|
Mercredi 03 Décembre 2008
|
|
|
| 31-08-2008 : Vers la tenue de concertations nationales en Mauritanie |
| par : PANA
|
|
|
Près d’un mois après le coup d’Etat militaire par lequel le Haut Conseil d’Etat (HCE), une junte militaire dirigée par le général Mohamed Ould Abdel Aziz, a renversé le régime post-transition de Sidi Mohamed Ould Cheikh Abdallahi, la Mauritanie se dirige vers de nouvelles journées nationales de concertations, a appris dimanche la PANA de sources parlementaires.
La date précise de ces journées reste encore à déterminer mais les prémices sont déjà visibles.

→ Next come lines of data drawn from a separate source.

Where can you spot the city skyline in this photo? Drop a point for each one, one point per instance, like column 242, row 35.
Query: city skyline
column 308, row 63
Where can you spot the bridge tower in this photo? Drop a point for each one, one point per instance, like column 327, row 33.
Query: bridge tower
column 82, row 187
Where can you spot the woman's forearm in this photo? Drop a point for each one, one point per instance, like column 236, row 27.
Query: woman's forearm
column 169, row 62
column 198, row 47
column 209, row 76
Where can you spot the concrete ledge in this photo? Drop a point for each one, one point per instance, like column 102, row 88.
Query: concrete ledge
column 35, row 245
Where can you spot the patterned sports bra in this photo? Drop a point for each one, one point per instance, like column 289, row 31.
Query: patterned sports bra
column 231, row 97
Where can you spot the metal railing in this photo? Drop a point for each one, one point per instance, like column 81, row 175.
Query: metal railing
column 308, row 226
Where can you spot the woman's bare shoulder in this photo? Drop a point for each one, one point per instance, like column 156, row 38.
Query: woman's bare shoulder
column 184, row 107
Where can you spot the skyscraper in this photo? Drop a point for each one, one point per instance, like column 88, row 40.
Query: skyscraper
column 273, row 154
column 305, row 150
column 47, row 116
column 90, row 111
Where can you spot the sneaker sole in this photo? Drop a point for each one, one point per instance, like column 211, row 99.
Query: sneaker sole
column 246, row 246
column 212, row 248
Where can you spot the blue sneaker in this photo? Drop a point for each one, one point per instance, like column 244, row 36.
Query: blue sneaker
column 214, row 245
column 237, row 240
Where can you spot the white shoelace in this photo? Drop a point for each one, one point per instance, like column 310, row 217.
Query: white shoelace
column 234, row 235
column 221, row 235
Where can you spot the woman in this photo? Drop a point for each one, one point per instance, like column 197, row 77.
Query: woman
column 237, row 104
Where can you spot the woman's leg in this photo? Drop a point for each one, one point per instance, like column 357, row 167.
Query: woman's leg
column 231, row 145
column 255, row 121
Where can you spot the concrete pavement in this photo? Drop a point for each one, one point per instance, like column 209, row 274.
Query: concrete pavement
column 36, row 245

Constituée depuis la semaine dernière, une Commission d’enquête parlementaire comprenant une vingtaine de députés, chargée de faire la lumière sur le blocage des institutions ayant abouti au mouvement de rectification du 6 août dernier, travaille actuellement sur la perspective d’organisation de ces journées, a déclaré à la PANA le député Mohamed Ali Chérif, favorable au nouveau pouvoir.
Ces journées vont impliquer toutes les forces vives du pays, favorables ou opposées au putsch, avec pour objectif de trouver une solution consensuelle de sortie de crise.
Ces journées auront notamment à discuter d’un futur calendrier électoral, qui sera mis en oeuvre par le gouvernement dont la formation est attendue et du temps imparti à la nouvelle transition militaire.
Tout en brandissant des menaces de sanctions contre le pouvoir militaire et la Mauritanie, certains partenaires à l’image de la France et l’Union africaine, continuent à réclamer un retour à l’ordre constitutionnel, tout en laissant entendre que la formule de sortie de crise doit être proposée par les Mauritaniens.
Après le coup d’Etat du 6 août 2008, rappelle-t-on, l’opinion mauritanienne est restée profondément divisée entre les partisans du nouveau pouvoir, constituée par l’écrasante majorité des sénateurs, députés et maires de la République et les partis politiques bien structurés qui se retrouvent au sein d’une alliance dénommée Front national pour la défense de la démocratie (FNDD).
Du dialogue entre les nouvelles autorités militaires, la partie de la classe politique favorable au coup de force, le front du refus et toute la Société civile, devrait sortir une solution de déblocage de la situation politique et institutionnelle en Mauritanie, estiment les observateurs à Nouakchott.